How Many Professional Workers Can Ten Thousand Super Computers Supervise?

“A new supervising service called Humanoid launched today, backed by funding from Google Ventures. Humanoid will rent out armies of humans (they have 20,000 workers already signed up to start) for $4.99 per hour to develop software, supervised by an algorithm.”

Christie Nicholson, Google-backed robot overlords take over supervision of human workers, IBM SmartPlanet, November 2, 2011


“China has made its first supercomputer based on Chinese microprocessor chips, an advance that surprised high-performance computing specialists in the United States.

The Sunway system, which can perform about 1,000 trillion calculations per second — a petaflop — will probably rank among the 20 fastest computers in the world. More significantly, it is composed of 8,700 ShenWei SW1600 microprocessors, designed at a Chinese computer institute and manufactured in Shanghai.”

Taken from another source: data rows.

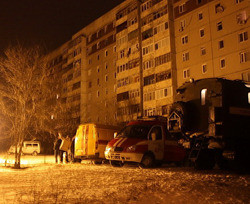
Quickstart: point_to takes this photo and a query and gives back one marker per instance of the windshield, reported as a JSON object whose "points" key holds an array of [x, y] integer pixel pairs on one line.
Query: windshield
{"points": [[135, 131]]}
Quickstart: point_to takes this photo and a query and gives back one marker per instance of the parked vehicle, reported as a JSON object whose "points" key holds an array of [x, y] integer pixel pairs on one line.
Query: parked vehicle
{"points": [[90, 141], [29, 147], [214, 116], [145, 141]]}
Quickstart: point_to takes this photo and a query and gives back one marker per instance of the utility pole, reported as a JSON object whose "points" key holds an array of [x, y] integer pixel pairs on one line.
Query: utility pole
{"points": [[140, 55]]}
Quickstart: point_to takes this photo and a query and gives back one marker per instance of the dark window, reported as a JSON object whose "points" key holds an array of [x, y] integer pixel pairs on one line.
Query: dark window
{"points": [[149, 80], [76, 85], [156, 132], [123, 96]]}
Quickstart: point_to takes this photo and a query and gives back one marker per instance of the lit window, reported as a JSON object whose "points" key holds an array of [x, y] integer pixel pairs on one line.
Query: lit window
{"points": [[243, 36], [222, 63], [200, 16], [202, 32], [89, 38], [182, 8], [185, 56], [89, 72], [221, 44], [246, 76], [186, 73], [203, 51], [219, 8], [219, 26], [183, 24], [238, 1], [203, 96], [243, 57], [204, 68], [184, 39]]}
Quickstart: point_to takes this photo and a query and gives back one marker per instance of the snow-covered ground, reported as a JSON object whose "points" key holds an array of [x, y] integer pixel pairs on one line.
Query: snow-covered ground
{"points": [[86, 183]]}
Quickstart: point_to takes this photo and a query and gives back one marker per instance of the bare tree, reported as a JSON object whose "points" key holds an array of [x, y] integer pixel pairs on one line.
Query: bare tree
{"points": [[24, 93]]}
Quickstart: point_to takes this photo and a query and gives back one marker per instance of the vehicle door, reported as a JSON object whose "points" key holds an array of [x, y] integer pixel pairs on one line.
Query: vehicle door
{"points": [[156, 142], [26, 147], [173, 150]]}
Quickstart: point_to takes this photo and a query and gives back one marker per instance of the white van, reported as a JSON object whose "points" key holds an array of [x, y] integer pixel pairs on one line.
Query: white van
{"points": [[29, 147]]}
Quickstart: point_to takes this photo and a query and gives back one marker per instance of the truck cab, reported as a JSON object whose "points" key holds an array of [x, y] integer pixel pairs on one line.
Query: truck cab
{"points": [[146, 142]]}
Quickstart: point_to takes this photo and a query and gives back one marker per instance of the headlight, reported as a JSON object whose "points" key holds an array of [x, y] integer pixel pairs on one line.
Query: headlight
{"points": [[131, 148], [107, 149]]}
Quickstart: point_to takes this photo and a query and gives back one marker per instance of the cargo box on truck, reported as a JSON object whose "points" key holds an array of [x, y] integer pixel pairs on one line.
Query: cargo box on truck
{"points": [[91, 140], [214, 114]]}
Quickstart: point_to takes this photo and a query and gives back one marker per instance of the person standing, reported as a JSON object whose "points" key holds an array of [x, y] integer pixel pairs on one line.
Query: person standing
{"points": [[57, 150]]}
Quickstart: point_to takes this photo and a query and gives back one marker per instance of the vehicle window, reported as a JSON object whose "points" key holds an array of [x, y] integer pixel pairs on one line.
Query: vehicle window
{"points": [[157, 131], [135, 131]]}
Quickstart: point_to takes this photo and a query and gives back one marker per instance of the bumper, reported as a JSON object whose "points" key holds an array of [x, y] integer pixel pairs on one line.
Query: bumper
{"points": [[125, 157]]}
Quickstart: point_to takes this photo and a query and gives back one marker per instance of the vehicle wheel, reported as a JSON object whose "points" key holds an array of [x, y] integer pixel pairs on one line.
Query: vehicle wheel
{"points": [[205, 160], [116, 163], [34, 153], [147, 161]]}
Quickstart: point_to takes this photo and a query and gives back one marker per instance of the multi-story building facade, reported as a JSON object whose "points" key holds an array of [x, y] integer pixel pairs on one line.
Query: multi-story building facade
{"points": [[156, 59], [211, 38], [107, 65]]}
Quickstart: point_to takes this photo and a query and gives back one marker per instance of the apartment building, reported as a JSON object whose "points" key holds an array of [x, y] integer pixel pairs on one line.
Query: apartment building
{"points": [[181, 40], [211, 38], [66, 62], [157, 63]]}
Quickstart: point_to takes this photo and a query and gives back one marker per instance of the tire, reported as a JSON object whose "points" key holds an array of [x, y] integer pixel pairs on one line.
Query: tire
{"points": [[116, 163], [148, 161], [97, 162], [205, 160], [34, 153]]}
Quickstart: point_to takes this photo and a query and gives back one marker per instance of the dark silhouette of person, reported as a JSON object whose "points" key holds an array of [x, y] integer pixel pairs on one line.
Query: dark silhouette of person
{"points": [[57, 150]]}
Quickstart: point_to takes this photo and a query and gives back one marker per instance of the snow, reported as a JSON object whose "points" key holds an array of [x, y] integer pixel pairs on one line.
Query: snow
{"points": [[88, 183]]}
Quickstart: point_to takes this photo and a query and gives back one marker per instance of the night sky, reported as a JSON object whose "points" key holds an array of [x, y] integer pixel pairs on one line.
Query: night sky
{"points": [[47, 22]]}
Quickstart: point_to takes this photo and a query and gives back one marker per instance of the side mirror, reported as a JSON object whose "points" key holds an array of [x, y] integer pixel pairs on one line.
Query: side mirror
{"points": [[153, 136]]}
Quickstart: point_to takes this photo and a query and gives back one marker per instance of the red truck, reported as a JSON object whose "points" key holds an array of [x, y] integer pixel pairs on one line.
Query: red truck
{"points": [[146, 142]]}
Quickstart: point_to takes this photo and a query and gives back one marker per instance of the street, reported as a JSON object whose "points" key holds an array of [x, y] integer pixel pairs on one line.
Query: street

John Markoff, China Has Homemade Supercomputer Gain, New York Times, October 28, 2011


It is said that at some point accumulating quantitative change becomes a qualitative change — a spring rain lasting forty days and forty nights becomes something other than a rainy spring!  Has the world had its forty days and forty nights of global technological change? – if not, it has surely had at least thirty days and the pace of technological change is accelerating.  Imagine a world in which a hundred million people (working below the U.S. minimum wage and supervised by Humanoid and similar programs) are writing software code intended to displace professional workers in law, medicine, teaching, business management, consulting, and government.

The core question for the 21st century is this: how will the world’s nations create socially legitimate entitlements to income in an era when only a minority of the world’s working-age people can obtain income through work and most of those who do work are paid less than a living wage?